Das 'demokratisch-parlamentarische System' auf Gemeindeebene wurde durch Art117 Abs8 B-VG modifiziert, was vom Verfassungsgerichtshof – wie bereits ausgeführt – in VfSlg 13.500/1993 unter Bezugnahme auf die Materialien ausdrücklich anerkannt wurde. Art117 Abs8 (damals Abs7) B-VG zielt den Materialien zu BGBl Nr 490/1984 zufolge darauf ab, 'mögliche Einrichtungen und zum Teil derzeit bereits praktizierte Formen direkter Demokratie auf Gemeindeebene bundesverfassungsgesetzlich abzusichern' (ErlRV 446 BlgNR XVI. GP, 7). Zum damaligen Zeitpunkt existierten bereits eine ganze Reihe direktdemokratischer Einrichtungen bzw Instrumente auf Gemeindeebene (ErlRV 446 BlgNR XVI. GP, 5 u. 7; siehe auch Poier, Landesverfassung und direkte Demokratie aus rechts- und politikwissenschaftlicher Perspektive, in: Salzburger Landtag/Weiser (Hrsg.), Demokratische Zukunft der (Salzburger) Landesgesetzgebung – FS 100 Jahre erste Republik (2018) 88), darunter auch das in Prüfung gezogene Vorarlberger Modell der Volksabstimmung auf Gemeindeebene. Die Material[i]en führen weiter aus, dass die unmittelbare Teilnahme der zum Gemeinderat Wahlberechtigten darin bestehen soll, 'dass ihnen – wie dies etwa bei einer Volksabstimmung der Fall ist – in Angelegenheiten des eigenen Wirkungsbereiches der Gemeinde die Entscheidung anstelle der an sich zuständigen Gemeindeorgane überlassen wird. Dagegen erfasst der Begriff der Mitwirkung andere Formen direkter Demokratie, wie zB Volksbegehren oder Volksbefragungen' (ErlRV 446 BlgNR XVI. GP, 7; Hervorhebung im Original enthalten).

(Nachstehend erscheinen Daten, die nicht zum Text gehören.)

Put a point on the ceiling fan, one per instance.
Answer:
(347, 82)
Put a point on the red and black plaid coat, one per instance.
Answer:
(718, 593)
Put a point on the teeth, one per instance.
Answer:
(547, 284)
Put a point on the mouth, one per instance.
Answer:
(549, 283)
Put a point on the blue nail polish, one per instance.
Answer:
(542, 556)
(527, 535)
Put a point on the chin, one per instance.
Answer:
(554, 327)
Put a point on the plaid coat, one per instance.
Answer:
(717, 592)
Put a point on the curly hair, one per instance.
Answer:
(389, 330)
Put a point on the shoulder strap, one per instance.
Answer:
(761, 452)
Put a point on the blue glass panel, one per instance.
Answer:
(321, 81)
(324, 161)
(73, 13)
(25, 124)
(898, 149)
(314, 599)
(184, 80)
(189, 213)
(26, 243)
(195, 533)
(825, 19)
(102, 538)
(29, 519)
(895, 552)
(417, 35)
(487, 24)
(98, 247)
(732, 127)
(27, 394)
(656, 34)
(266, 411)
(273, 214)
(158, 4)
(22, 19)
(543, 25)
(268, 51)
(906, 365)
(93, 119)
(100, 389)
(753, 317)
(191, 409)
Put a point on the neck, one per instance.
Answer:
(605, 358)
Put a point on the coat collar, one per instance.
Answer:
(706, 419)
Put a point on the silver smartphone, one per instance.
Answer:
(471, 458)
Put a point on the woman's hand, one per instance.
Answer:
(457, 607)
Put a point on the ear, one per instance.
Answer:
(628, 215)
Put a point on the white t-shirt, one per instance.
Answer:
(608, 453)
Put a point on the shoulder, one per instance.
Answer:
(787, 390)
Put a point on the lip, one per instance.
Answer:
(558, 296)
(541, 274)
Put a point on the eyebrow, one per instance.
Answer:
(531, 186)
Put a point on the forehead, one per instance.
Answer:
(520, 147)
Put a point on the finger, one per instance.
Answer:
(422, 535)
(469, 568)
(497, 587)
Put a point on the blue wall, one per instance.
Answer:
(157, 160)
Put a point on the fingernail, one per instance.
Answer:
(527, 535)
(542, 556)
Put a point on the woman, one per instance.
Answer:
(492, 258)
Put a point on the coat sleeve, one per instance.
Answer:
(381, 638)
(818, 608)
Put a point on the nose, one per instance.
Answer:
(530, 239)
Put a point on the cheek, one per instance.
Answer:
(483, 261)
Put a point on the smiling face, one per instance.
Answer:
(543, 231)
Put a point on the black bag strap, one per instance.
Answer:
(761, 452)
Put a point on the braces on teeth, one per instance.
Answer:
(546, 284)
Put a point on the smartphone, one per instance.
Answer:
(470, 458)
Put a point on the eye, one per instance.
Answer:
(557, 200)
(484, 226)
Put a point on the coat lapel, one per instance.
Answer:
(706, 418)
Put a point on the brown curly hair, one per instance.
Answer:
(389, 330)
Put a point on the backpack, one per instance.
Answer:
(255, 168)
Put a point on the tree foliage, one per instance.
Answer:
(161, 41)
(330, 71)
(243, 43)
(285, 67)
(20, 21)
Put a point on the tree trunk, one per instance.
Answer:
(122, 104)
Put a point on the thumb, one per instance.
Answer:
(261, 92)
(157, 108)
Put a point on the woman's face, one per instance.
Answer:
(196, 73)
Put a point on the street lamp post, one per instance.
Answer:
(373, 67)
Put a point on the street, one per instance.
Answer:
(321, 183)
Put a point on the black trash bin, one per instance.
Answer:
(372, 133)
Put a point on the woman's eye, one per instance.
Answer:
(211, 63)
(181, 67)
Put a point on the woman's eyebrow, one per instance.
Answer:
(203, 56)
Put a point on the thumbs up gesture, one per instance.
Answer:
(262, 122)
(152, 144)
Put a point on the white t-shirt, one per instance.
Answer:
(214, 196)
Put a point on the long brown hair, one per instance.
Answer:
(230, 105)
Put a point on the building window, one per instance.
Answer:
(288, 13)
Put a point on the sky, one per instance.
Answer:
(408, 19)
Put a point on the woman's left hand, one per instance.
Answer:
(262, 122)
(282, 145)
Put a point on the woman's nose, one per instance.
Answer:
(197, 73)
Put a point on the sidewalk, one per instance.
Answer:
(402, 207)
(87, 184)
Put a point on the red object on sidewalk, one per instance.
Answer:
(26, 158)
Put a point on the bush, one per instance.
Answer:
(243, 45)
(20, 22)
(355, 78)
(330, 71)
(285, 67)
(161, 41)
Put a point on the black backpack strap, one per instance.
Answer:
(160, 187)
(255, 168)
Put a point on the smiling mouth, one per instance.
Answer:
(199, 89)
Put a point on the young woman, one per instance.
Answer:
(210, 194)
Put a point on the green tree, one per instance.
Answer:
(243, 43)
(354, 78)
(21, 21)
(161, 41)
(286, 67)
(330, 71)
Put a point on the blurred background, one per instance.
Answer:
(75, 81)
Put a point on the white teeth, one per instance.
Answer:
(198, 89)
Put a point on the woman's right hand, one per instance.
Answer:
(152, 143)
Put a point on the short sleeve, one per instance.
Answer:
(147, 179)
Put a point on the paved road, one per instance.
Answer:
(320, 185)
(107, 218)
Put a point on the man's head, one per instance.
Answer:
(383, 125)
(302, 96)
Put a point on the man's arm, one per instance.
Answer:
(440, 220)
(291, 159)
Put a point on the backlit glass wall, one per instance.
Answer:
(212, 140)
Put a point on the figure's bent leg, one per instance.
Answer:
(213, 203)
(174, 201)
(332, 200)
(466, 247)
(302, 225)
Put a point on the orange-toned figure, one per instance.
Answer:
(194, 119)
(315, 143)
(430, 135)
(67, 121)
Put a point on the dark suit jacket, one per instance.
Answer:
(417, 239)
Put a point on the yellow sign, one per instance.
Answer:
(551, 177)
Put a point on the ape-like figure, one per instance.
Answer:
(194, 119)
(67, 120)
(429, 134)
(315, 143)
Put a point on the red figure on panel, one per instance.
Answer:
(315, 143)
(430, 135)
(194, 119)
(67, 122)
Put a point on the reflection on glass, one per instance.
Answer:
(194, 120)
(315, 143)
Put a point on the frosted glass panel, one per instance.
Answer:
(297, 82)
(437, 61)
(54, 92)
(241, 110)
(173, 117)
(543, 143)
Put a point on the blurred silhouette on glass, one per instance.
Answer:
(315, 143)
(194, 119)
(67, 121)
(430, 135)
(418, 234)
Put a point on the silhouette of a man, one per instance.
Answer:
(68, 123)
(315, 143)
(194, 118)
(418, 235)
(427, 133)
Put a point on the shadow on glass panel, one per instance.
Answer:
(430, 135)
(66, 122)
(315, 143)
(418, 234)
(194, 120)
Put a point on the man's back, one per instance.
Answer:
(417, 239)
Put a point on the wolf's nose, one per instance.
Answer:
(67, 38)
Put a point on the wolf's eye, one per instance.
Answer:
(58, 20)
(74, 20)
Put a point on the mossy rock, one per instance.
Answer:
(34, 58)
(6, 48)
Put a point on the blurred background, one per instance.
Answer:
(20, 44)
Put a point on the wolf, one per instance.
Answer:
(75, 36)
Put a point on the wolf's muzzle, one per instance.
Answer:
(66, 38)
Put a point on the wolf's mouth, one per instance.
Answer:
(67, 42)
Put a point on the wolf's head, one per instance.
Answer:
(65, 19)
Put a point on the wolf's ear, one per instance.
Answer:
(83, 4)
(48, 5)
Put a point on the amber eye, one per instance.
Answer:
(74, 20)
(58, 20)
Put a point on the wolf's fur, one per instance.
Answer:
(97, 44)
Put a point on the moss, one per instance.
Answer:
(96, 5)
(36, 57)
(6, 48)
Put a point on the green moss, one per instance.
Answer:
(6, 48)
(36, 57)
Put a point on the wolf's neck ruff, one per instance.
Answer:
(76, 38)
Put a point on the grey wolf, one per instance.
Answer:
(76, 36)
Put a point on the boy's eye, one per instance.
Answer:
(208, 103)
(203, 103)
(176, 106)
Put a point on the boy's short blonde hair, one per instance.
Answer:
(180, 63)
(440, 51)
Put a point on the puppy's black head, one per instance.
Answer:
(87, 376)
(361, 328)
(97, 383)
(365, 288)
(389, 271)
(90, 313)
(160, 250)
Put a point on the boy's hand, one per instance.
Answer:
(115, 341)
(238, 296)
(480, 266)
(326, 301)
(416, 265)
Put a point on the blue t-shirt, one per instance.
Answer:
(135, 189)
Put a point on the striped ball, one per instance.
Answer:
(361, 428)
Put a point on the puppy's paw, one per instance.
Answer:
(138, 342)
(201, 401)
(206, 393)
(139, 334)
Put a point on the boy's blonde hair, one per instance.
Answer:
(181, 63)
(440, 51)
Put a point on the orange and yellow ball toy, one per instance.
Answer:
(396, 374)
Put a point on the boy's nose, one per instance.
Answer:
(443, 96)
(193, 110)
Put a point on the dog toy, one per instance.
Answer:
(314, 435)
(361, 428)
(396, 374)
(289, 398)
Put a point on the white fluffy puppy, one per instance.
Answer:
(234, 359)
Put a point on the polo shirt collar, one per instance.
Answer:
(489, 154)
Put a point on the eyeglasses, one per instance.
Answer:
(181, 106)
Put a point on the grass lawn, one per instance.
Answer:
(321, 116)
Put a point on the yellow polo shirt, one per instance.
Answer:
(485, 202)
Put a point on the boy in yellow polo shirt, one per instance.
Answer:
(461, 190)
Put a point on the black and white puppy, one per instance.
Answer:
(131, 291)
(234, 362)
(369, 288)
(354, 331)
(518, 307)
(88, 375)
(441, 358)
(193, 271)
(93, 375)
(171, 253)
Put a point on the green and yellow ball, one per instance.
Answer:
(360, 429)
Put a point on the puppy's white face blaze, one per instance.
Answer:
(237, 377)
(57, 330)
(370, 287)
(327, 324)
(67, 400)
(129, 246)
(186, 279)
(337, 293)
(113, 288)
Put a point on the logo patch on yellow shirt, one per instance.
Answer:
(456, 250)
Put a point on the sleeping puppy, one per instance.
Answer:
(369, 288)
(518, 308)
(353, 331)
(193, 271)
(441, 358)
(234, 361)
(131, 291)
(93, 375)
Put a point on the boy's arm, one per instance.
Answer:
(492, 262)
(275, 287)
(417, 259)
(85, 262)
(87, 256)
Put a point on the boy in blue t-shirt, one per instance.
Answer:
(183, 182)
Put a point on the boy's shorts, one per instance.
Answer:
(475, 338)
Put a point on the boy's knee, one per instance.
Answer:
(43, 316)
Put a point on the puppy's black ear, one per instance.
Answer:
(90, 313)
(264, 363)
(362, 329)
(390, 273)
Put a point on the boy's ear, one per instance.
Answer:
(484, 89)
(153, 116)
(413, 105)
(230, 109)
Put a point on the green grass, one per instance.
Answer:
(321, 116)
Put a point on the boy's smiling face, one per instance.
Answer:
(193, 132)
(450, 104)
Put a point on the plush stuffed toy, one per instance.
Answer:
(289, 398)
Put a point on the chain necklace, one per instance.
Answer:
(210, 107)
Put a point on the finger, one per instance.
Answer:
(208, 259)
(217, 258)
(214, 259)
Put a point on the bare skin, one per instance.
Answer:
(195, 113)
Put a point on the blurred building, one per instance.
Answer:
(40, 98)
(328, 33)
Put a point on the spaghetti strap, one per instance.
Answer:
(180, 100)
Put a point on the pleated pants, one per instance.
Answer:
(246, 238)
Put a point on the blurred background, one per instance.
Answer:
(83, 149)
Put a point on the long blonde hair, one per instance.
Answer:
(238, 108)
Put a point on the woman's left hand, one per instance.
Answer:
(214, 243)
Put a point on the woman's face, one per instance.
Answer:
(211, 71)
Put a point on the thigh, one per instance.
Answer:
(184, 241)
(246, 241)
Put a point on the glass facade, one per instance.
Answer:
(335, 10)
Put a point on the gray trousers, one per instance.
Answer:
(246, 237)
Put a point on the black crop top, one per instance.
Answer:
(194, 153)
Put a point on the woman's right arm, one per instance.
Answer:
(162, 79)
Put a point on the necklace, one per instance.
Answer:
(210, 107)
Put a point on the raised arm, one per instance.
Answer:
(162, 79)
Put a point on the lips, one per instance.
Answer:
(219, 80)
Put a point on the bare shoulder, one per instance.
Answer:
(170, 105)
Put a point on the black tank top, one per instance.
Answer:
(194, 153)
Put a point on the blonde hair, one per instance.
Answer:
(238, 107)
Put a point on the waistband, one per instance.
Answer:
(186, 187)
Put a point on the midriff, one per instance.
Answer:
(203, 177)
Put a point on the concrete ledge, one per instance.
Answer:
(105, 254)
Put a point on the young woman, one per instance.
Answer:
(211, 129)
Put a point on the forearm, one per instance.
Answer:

Aus der ausdrücklichen bundesverfassungsgesetzlichen Ermächtigung in Art117 Abs8 (damals Abs7) B-VG und den diesbezüglich zitierten Materialien ergibt sich eindeutig, dass auf Gemeindeebene eine stärkere Teilhabe der Bevölkerung an der demokratischen Willensbildung indiziert und intendiert ist, als dies für die Bundes- und Landesebene gilt (siehe auch Bußjäger, Demokratische Innovation und Verfassungsreform, in: ders/Gamper (Hrsg.), Demokratische Innovation und Partizipation in der Europaregion (2015) 9 (FN 32). Aus der stärkeren Teilhabe der Bevölkerung an der demokratischen Willensbildung in der Form, dass ihr wie in den Materialien ausgeführt die Entscheidung anstelle der an sich zuständigen Gemeindeorgane überlassen werden kann, ergibt sich zwangsläufig eine Modifikation der Stellung des Gemeinderates nach Art118 Abs5 B-VG, weshalb anzunehmen ist, dass auch der Bundesverfassungsgesetzgeber von einer solchen ausgegangen ist.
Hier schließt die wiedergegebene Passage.